09:28They're absolutely horrific.
09:30I'm just talking.
09:31I'm talking.
09:32I'm not thinking about anything else.
09:35This phone scene had a whole arc to it.
09:39And I don't think that I would have gotten this if Matt were not on the phone.
09:44When someone is talking on the phone and everything they're saying is bullshit to you.
09:53So you put the phone down and you may put it on mute.
09:56I may say something to someone in the room saying,
09:58can you believe what he's saying?
10:00It's some bullshit.
10:01Those moments that nobody wants to cop to.
10:05I had an opportunity to do even that,
10:07which informed the scene in a whole different way.
10:10when I take the phone away from my ear and go,
10:12okay, I'm going to let him say whatever he wants to say.
10:15Because at the end of it, I'm going to get what the hell I want.
10:19This scene, it was the most frightening of it all.
10:42Because it was a performance within a performance.
10:45The only thing I remember is being terrified.
10:48And I remember Chadwick in this scene because he was so dedicated to learning the trumpet.
10:54And he was so specific with it, like day and night.
10:58And so I remember in this that I felt like I had to step up.
11:02Because he was stealing the spotlight.
11:04That's what was happening in the scene.
11:06You know, probably mirroring life.
11:10You know, you know, you know.
11:16Very little information about her.
11:18Like a lot of black people from this time period.
11:22She's described as having a mouth full of gold teeth.
11:26And when she sang in the Chitlin circuit shows under the hot lights,
11:31her makeup would melt like grease paint.
11:35They described her as ugly.
11:36I think that when people hear ugly and someone describing how someone looks,
11:42then they're so offended that they do the opposite with their acting.
11:46They say, I don't care if you said she was ugly.
11:48I'm going to make her beautiful.
11:50But then she no longer becomes who she is.
11:54For me, what intrigued me about Ma Rainey was a chance to honor her exactly as who she was.
12:01And very often I don't get to play that.
12:11Look like they're guarding the doors more than us.
12:13Ah, ridiculous.
12:14It's just ridiculous.
12:15I'm meant to be bagging down those doors by now.
12:18What about the cat team?
12:20That first explosion came from the east wing in that honeymoon suite.
12:24If I was taking down this party, that cat team would be my primary target.
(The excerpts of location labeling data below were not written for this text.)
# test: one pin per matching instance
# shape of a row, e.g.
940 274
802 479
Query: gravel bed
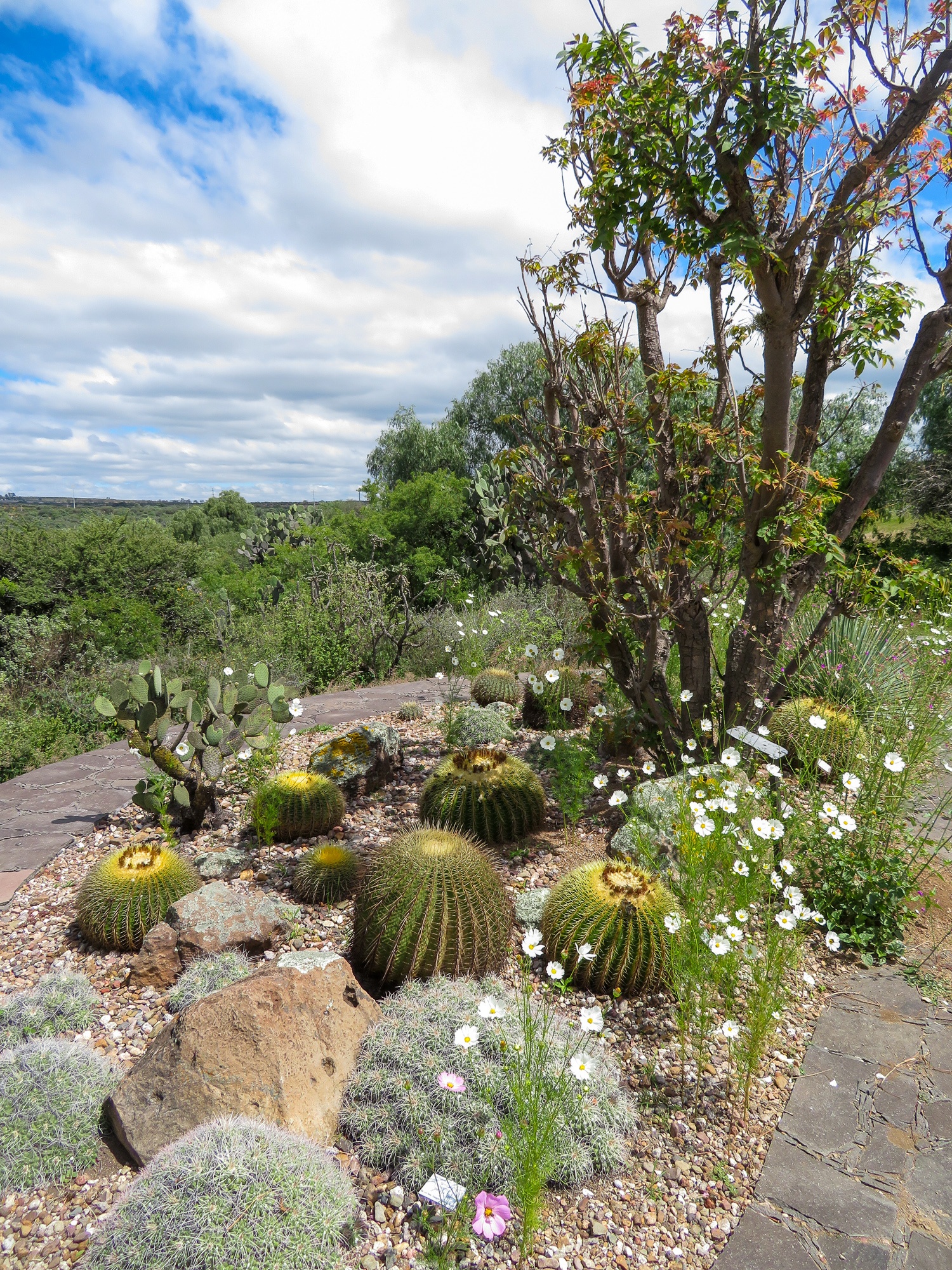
692 1169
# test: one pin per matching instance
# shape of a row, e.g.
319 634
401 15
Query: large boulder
218 918
277 1047
362 760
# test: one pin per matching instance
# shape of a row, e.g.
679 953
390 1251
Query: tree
751 159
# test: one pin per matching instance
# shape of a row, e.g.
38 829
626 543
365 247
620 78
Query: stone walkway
43 811
860 1170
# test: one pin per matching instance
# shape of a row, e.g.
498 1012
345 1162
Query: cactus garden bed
691 1170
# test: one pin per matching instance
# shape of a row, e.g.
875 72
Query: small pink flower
492 1215
453 1083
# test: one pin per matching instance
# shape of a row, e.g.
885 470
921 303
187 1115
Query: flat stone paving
44 811
860 1170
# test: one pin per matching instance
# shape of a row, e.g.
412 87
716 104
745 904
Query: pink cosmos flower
492 1215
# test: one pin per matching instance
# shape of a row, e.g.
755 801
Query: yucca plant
487 793
496 685
130 892
301 805
618 910
432 905
327 874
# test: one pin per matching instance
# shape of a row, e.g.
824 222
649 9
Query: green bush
51 1102
394 1106
206 976
234 1194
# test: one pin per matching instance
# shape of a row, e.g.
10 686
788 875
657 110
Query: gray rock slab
762 1244
799 1183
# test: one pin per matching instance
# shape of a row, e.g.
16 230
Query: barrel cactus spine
487 793
619 910
432 904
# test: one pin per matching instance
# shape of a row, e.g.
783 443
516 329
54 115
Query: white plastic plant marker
442 1192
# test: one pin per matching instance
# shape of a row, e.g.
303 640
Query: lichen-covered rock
218 918
362 760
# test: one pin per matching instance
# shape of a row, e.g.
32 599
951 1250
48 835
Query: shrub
620 911
494 685
51 1100
837 744
432 905
304 805
234 1194
327 874
394 1106
126 895
60 1003
478 728
206 976
487 793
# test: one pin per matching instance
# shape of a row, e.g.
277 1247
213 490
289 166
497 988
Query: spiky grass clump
327 874
479 728
837 744
130 892
60 1003
303 805
487 793
51 1103
394 1106
432 905
206 976
233 1194
619 910
496 685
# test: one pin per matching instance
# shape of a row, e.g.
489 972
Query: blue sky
235 237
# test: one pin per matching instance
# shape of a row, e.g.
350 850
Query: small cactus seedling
487 793
304 805
618 910
496 685
327 874
187 737
126 895
432 905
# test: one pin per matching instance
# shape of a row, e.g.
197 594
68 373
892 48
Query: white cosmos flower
591 1020
491 1009
579 1067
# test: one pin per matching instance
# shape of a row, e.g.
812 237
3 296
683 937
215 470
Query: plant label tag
442 1192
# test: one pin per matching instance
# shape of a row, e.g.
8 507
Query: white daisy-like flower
491 1009
591 1019
466 1037
579 1067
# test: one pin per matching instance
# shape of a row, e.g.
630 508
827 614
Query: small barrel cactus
618 910
487 793
836 741
327 874
304 805
130 892
432 905
496 685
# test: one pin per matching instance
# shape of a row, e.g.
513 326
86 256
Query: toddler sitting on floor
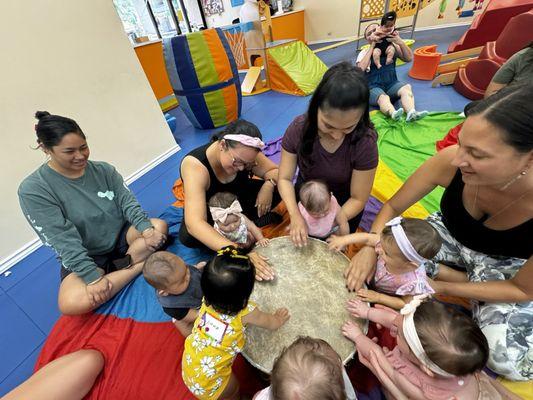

12:28I like this scene because I like it when you don't see something coming.
12:35This scene starts, she's at the G20 summit.
12:38The whole thing is she wants other leaders to be on board with this together plan.
12:44She is being the negotiator.
12:46She is the leader of the free world basically.
12:49And then this happens.
12:52And I remember even shooting this scene where I was like, oh my God.
12:56Because I'm in the red dress.
12:58Everything is happening.
12:59All of a sudden I get to play the president who is challenged with this whole other area
13:06of having to step up as a leader.
13:08Some of these scenes we choreographed a week before, a day before.
13:13I think the most challenging choreography was the elevator scene.
13:17That elevator scene was hard only because it was in close confines.
13:20It was, you know, falling down the elevator shaft.
13:23And I love fight scenes.
13:27Six year old Viola loves fight scenes.
13:29Six year old Viola always wanted to beat up the boys.
13:32I'm not going to lie.
13:33I mean, if you read my book, I was a mischievous kid and I'm being nice.
13:39Thank you, Vanity Fair, and thank you everyone for watching.